Padre Manfredo Araújo de Oliveira*



Nossa sociedade vive dias perturbados. Por um lado, uma sociedade centrada no ideal do consumo ilimitado para quem a preocupação com as causas comuns é coisa ultrapassada. Esta sociedade perdeu o Natal apesar de ele estar presente em todos os lugares. Na realidade, a festa cristã do nascimento de Jesus não existe mais: para tantos não significa mais nada como proposta de vida. Diante da atração irresistível de um consumo frenético nem os grandes problemas humanos conseguem levar os seres humanos a penetrar em profundidade o mistério da existência humana com tudo o que isto implica. Aqui a resistência só pode consistir numa memória que exige de nós a coragem de por diante dos olhos as sombras de nossas vidas, os sofrimentos humanos e a devastação do planeta: a fome endêmica de milhões, uma globalização que gera dominação econômica e cultural com a perda de identidades e valores de tantos povos violentados pelo pensamento único da sociedade consumista, as guerras estúpidas, o avanço da extrema pobreza e a desigualdade social num mundo portador de um grande potencial para superar esta formas de morte que assolam a humanidade.


Nas manifestações do ano passado e nos debates eleitorais deste ano emergiram os grandes sonhos que nos marcam neste momento e que em princípio se encaminham na direção de uma mudança substancial da qualidade de vida do povo brasileiro: alteração radical do sistema tributário que forneça a base para o combate à nossa desigualdade já julgada irremovível, uma contraposição enérgica à oligopolização da economia, um projeto consistente de reforma agrária, a universalização dos serviços públicos de qualidade (incluindo saneamento e segurança), um posicionamento coerente frente à grande crise ecológica, a reconstrução da democracia através dos mecanismos da democracia participativa, resistência persistente à dominação dos povos de cultura não-ocidental, índios e afrodescendentes, jamais enfrentada com seriedade em nossa história.
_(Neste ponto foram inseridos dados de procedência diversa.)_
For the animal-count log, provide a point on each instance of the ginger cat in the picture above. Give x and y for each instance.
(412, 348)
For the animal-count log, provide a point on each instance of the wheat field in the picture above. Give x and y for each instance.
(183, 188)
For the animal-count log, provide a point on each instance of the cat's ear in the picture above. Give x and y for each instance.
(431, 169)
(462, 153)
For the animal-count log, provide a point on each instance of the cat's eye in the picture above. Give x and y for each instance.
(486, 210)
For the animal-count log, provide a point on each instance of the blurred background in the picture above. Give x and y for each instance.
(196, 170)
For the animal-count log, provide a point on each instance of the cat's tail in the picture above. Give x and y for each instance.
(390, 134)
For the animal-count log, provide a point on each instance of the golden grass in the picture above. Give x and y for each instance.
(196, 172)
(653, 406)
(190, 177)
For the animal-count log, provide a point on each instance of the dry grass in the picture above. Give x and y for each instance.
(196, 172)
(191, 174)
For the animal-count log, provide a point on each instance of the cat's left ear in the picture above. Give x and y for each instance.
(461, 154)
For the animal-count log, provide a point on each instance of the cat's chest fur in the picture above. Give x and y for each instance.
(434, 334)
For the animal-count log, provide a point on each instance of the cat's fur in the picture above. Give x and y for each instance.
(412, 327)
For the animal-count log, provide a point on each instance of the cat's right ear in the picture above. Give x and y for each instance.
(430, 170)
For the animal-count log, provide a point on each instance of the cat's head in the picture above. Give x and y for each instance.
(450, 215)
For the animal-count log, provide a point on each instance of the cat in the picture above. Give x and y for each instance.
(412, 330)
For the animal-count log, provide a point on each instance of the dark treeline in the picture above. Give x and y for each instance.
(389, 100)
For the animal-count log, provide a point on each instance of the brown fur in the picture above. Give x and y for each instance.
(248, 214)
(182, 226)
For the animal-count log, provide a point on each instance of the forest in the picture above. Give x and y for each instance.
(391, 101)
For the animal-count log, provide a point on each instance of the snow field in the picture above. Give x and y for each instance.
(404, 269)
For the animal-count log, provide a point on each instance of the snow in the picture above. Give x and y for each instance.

Isto implica a acolhida a propostas que não se reduzem a escolha de meios para realizar fins sociais já pré-estabelecidos, mas antes que têm como objetivo debater os próprios fins básicos que devem marcar a configuração de nossa vida coletiva. As pessoas certamente não saíram às ruas para defender austeridade fiscal, superávit primário, câmbio flutuante e a autonomia do Banco Central, mas uma agenda que pressupõe um outro modelo de sociedade. O eixo das reivindicações foi um eixo social: transporte público, educação e saúde públicas de qualidade e segurança.


Só pode celebrar verdadeiramente esta festa quem põe em seu centro a grandeza da vida humana, quem se engaja para eliminar as diferentes mortes e se une a todos os que lutam para partilhar pão, terra, trabalho, escola, moradia, água, beleza, vida, direitos, um planeta saudável. Esta celebração significa proclamar que a enorme esperança que nos deve marcar neste momento só poderá efetivar-se se formos capazes de por os grandes valores da vida humana acima de nossos interesses privados e num grande mutirão de solidariedade lutarmos juntos por transformações profundas para afirmar o humano e a natureza.